Respectfully Paying Respects: Wreaths volunteers find way to honor Jewish veterans

Every year, part of the “holiday spirit” involves a group called Wreaths Across America placing wreaths on graves of veterans across the United States, groups like the Military Religious Freedom Foundation complaining about the Christmas symbol being placed on the graves of Jews, Muslims and non-Christians, and many Wreaths volunteers taking offense that their gesture of kindness is criticized.

That isn’t how it happened in Baton Rouge, though.

Brittney Kean of Gonzales, who is regent of the Heirome Gaines chapter of the Daughters of the American Revolution, was at a meeting of Children of the American Revolution when there was a discussion about working with Wreaths Across America. She has been involved with Wreaths since 2015 through Blue Star Mothers, and starting the next year, also through DAR.

In the past, Blue Star Mothers said not to place wreaths on graves with a Star of David, so they would just recite the name when at those graves, as is done for each veteran. “I also went to school with a friend who is Jewish, so I was already aware that they did not celebrate Christmas,” she said.

At this year’s CAR meeting, when they got to the instructions about Jewish graves, “the children expressed the desire to honor the Jewish servicemen as well and wanted to know if that was possible.”

As senior society president of the Thomas Jefferson Society of CAR, Kean started exploring what would be proper. “I started with my Jewish friend, who told me that it is Jewish custom to leave a stone on the graves, but she did say that she thought a flag would be okay.”

She also spoke to several members of the Unified Jewish Congregation of Baton Rouge, and received the same advice. She then spoke to Jason Matthews at the Louisiana National Cemetery and submitted two proposals — for stones or flags.

The flag concept was approved, “so the girls and I walked the whole cemetery making note of all of the Jewish graves.”

Since they found just eight, Kean’s mother came up with the idea of crocheting “stone pockets” to attach to the flag poles.

Kean said DAR’s objectives “include historic preservation, education and patriotism, WAA’s mission is to remember, honor and teach, and CAR’s mission is to train good citizens, develop leaders, and promote love of the United States of America and its heritage among young people. I am trying to bring all of this together as I lead the Thomas Jefferson Society.”

Officially, Wreaths Across America says it is not affiliated with any particular religion or political view. They follow the policies of the cemeteries that give permission for the wreaths, and tell volunteers not to place wreaths on Jewish graves, but to simply pause and pay respects.

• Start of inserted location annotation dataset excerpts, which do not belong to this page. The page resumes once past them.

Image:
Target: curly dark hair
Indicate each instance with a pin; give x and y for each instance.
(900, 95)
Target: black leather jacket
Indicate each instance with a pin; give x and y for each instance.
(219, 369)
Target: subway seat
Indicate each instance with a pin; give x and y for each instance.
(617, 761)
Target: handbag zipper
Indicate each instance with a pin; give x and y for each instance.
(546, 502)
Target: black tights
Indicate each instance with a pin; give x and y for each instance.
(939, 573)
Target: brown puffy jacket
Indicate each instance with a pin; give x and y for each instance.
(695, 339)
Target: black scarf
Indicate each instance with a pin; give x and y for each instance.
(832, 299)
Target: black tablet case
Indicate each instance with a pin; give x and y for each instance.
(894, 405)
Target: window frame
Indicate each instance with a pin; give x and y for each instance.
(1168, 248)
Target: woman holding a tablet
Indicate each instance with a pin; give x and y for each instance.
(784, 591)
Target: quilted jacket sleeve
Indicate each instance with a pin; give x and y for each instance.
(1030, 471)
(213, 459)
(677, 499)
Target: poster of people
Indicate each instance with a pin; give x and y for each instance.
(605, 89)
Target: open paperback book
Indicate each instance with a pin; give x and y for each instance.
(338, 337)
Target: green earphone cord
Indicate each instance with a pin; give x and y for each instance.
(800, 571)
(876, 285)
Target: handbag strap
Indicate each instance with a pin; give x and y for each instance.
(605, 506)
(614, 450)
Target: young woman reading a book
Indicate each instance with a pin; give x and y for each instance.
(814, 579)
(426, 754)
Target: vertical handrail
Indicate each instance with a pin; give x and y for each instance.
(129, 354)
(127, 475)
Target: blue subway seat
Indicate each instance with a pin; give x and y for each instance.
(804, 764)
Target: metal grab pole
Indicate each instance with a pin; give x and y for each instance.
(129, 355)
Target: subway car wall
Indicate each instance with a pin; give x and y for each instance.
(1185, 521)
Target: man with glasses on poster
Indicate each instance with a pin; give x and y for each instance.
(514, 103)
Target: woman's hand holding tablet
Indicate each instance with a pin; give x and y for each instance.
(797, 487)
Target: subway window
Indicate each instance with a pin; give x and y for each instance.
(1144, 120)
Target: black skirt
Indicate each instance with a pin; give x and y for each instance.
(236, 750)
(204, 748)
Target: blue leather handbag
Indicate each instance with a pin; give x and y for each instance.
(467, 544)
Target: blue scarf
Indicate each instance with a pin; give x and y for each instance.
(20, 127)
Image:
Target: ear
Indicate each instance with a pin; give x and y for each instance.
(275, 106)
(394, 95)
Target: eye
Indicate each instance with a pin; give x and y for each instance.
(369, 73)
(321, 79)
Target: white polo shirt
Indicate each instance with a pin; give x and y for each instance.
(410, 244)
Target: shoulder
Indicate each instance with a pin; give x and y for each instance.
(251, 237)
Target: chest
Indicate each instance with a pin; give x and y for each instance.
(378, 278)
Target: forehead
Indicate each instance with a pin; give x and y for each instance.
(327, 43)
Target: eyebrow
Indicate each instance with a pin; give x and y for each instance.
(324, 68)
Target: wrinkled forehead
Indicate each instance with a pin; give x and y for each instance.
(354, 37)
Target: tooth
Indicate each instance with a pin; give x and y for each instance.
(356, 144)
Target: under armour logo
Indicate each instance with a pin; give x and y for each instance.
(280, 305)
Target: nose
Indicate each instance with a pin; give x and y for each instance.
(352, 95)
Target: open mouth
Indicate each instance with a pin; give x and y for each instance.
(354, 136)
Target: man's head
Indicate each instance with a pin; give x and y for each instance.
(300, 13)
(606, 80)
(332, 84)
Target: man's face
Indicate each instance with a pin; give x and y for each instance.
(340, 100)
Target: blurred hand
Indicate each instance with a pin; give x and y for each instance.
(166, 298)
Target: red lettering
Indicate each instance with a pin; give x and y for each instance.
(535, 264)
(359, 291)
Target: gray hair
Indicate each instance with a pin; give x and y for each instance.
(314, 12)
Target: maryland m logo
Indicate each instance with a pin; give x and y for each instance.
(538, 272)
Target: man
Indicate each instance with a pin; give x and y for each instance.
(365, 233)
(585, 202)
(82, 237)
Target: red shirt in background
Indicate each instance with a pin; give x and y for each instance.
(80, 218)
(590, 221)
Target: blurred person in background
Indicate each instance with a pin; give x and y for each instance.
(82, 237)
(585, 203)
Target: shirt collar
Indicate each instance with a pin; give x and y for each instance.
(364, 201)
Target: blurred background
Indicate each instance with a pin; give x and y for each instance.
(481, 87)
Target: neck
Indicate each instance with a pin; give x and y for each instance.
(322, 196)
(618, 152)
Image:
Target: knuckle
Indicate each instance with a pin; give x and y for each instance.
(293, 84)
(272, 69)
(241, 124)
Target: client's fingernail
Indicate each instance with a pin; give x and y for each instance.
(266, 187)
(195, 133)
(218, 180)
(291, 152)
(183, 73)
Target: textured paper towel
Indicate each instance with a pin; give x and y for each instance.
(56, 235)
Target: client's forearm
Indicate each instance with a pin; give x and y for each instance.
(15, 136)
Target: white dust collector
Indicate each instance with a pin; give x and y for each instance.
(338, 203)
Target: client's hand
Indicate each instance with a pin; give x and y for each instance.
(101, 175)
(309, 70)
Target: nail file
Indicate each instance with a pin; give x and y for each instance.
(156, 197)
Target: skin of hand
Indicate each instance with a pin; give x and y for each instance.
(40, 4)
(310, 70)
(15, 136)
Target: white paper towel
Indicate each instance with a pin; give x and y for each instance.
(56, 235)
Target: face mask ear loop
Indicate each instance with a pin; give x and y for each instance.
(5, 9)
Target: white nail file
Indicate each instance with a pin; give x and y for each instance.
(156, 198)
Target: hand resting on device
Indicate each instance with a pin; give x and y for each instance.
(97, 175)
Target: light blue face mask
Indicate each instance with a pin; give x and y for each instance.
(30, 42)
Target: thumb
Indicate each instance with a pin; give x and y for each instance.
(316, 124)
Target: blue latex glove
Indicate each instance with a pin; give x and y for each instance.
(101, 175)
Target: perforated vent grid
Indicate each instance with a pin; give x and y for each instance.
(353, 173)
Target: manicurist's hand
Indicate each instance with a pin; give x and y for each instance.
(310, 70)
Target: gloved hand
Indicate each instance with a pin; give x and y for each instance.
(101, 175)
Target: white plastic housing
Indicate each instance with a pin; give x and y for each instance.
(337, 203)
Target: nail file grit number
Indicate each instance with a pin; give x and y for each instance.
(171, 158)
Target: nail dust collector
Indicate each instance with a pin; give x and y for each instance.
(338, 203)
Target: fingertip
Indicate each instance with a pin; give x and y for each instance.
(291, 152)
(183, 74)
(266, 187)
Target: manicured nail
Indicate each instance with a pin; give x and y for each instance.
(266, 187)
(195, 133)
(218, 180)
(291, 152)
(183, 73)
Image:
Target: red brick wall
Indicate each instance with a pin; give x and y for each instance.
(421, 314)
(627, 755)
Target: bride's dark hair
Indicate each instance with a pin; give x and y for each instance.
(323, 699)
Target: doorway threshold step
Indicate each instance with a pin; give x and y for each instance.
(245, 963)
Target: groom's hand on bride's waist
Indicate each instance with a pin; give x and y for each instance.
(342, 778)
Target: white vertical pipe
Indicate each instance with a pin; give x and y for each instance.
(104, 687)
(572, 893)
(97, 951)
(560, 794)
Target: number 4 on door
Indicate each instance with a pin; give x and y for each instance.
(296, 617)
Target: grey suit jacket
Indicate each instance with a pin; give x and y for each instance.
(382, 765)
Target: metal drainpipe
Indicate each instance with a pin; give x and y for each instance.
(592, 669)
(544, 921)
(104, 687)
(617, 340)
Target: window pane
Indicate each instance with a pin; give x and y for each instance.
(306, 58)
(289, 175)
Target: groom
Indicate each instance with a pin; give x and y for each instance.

According to the organization, some Jewish families do request wreaths.

Nevertheless, MRAA has reportedly fielded thousands of complaints over the last 15 years since the program went national.

This year, Wreaths Across America distributed over 2.7 million wreaths at 3,702 participating cemeteries.

Perhaps they can all look to Baton Rouge for a model of how to honor in a way that truly pays respect to all individuals who served.